As municipalities across the United States become increasingly populated by citizens of Latin American heritage, rock en español is emerging in the unlikeliest of places. Huge cities with large Hispanic populations are no longer the exclusive domains of the simple, organic sounds of rural ranchera or complex rhythms of salsa and merengue. Today, Latin beats and melodies and songs sung in Spanish can be heard coming from pimped-out cars cruising main streets in small towns across America. On Friday nights in my hometown of Asheboro, N.C., the old main drag, Fayetteville Street, once had jacked-up muscle cars with Confederate flags draped across the back windows blaring Lynyrd Skynyrd. Today, Fayetteville Street is lined with Mexican mercados, and you hear the Tejano pop of Thalia or the norteño sound of Los Tigres del Norte coming from the cars.

The breadth of Spanish-language music seeping into U.S. popular culture is awesome. In the world of mainstream rock, Santana’s 1999 comeback album Supernatural coupled with the multi-platinum success of powerful Colombian singer/songwriter Shakira’s 2001 album Laundry Service, indicated a shift in popular taste for Latin music. But Santana’s revived popularity was largely based on his use of popular young American rockers and rappers on the album. And Shakira’s biggest success came only after she chose to sing in English.

Laundry Service is arguably the first major crossover into the English market by a [primarily] Spanish-speaking artist,” wrote Billboard magazine Latin Bureau Chief Leila Cobo after the album’s release in 2001. “After all, Marc Anthony, Jennifer Lopez, Gloria Estefan and even Enrique Iglesias were either born or raised here, and Ricky Martin was fluent in English for years before his English-language album debut.”

This kind of talk annoys the bilingual Mexican singer/songwriter Julieta Venegas. “When I hear Shakira sing in English, I don’t understand what she’s saying,” says Venegas, pointing to Shakira’s poor command of the language. To Venegas, Shakira’s Spanish-language albums, such as the 1998 classic Dónde Están los Ladrones? , are already top-notch works from a talented singer who caved in to the pressures of the U.S. market. When fans listen to Shakira’s English-language music, says Venegas, “they’re not hearing her as she is. She definitely became more famous, but to me, it’s just weird. I mean, I speak English, but my songs, the way I write them and the way they come out—it’s Spanish. That’s how I tell my stories.” (Diana Baron, the L.A.-based publicist for both Shakira and Venegas, says all the songs on Shakira’s forthcoming U.S. album will be in Spanish.)

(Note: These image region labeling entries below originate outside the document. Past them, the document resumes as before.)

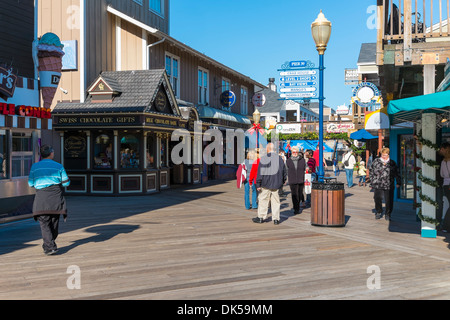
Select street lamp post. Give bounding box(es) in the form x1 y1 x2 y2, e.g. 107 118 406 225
253 107 261 152
311 10 331 182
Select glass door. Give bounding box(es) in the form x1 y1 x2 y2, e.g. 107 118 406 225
398 134 414 199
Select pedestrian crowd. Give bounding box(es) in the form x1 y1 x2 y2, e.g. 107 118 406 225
238 143 410 225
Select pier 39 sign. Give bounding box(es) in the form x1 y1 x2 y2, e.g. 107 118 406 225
352 82 381 107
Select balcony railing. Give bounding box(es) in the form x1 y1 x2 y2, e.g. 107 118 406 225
378 0 450 44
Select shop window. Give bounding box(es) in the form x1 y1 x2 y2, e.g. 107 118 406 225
0 130 8 180
160 138 167 167
120 133 140 169
11 132 33 178
166 53 180 98
64 132 87 170
94 132 114 169
399 134 415 199
146 135 156 169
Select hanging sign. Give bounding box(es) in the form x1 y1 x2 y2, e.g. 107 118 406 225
352 82 381 107
220 90 236 111
0 67 17 98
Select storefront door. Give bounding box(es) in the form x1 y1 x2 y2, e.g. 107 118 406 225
398 134 415 199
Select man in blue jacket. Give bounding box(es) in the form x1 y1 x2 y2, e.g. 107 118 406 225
28 145 70 255
252 143 287 224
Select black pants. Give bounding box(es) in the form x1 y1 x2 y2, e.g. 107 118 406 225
37 214 60 251
373 188 395 215
289 183 305 212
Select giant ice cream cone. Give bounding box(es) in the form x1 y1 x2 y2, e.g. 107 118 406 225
37 33 64 109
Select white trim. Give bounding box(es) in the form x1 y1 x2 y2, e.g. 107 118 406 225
107 6 158 33
64 174 87 193
116 16 122 71
91 174 114 193
119 174 142 193
80 0 87 103
145 173 158 192
142 29 149 70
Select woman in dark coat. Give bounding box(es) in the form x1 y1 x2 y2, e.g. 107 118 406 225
286 147 306 214
370 148 401 220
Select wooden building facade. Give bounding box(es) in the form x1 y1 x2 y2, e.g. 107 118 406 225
39 0 264 195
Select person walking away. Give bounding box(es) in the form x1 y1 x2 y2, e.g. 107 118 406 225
370 148 401 220
248 152 260 209
305 149 316 208
252 143 287 225
342 149 356 188
278 148 288 197
28 145 70 255
333 158 340 177
358 161 367 187
286 147 306 215
439 142 450 232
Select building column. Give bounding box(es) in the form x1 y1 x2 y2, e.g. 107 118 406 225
421 65 437 238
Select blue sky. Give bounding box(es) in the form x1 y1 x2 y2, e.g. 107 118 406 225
170 0 376 108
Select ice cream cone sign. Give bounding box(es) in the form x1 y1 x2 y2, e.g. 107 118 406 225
37 32 64 109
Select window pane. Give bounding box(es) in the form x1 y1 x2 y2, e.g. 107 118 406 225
147 136 155 168
160 139 167 167
94 133 113 169
0 133 8 180
12 156 22 177
150 0 162 13
173 59 178 78
166 56 172 77
120 134 140 169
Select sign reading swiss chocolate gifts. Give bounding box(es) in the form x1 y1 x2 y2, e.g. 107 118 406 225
0 67 17 98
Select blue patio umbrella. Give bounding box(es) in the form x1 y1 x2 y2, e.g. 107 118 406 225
350 129 378 141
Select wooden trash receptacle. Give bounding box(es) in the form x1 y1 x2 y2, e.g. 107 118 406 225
311 182 345 227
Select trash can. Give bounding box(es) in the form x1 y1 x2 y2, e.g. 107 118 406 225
311 181 345 227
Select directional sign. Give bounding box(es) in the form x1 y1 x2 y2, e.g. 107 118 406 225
280 92 319 99
280 87 317 92
280 81 317 87
280 76 317 82
289 60 308 68
280 70 317 76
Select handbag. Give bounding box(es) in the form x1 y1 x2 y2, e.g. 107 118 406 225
303 173 311 194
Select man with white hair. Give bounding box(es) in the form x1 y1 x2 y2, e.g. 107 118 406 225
252 143 287 225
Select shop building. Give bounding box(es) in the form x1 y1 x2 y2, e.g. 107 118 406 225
0 0 52 219
53 69 206 195
376 0 450 237
39 0 265 183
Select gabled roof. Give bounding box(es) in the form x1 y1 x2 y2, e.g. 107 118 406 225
53 69 181 116
358 43 377 65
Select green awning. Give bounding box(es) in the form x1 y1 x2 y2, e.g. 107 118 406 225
198 106 252 125
387 91 450 125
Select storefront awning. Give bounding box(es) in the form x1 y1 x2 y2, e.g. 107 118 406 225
388 91 450 124
198 106 252 125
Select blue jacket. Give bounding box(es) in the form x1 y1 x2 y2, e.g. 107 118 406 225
256 152 287 190
28 159 70 190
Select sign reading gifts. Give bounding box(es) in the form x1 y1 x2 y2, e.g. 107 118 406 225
0 103 52 119
0 67 17 98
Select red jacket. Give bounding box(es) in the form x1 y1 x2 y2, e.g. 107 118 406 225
248 159 259 185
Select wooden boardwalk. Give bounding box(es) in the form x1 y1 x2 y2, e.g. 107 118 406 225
0 174 450 300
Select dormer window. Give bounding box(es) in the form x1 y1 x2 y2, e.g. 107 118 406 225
88 76 120 103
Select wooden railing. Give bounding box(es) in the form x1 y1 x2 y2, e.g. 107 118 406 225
379 0 450 43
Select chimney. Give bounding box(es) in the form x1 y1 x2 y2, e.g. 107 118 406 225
268 78 277 92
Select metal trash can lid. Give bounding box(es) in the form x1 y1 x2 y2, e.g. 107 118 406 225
311 181 345 190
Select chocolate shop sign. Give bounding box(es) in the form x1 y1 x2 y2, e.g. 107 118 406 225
54 115 142 127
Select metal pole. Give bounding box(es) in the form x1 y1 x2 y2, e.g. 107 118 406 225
317 54 325 182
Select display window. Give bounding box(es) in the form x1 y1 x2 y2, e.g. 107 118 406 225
11 132 33 178
146 135 156 169
159 138 167 167
64 132 87 170
0 130 9 180
119 132 140 169
93 132 114 169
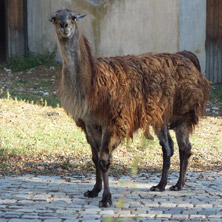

Echeverri doesn’t worry about such things, satisfied that her music speaks to scores of Spanish-language fans. While she’s happy that some English-language music lovers in the U.S. have championed her work, when asked if she believes that rock sung in Spanish will ever make significant advances on the U.S. charts, she says, “I don’t know, and I don’t care.”

Guerra agrees that Spanish-speaking singers and songwriters should never leave their own language behind, but she doesn’t take such a hard-line position on the language debate. “We should keep writing in Spanish,” she says, “because this is the nature of our music. And you have no limit in Spanish, there are a lot of options. You can say one thing in so many different and beautiful ways.”

But in today’s global society, Guerra suggests, rock singers and songwriters from all backgrounds should take on the challenge of writing in other languages. “I’m not scared to also write songs in English. I think it’s important to be open,” she says. “I’d love to write in Portuguese, too. But I’ll never leave Spanish. Spanish is my mother language.”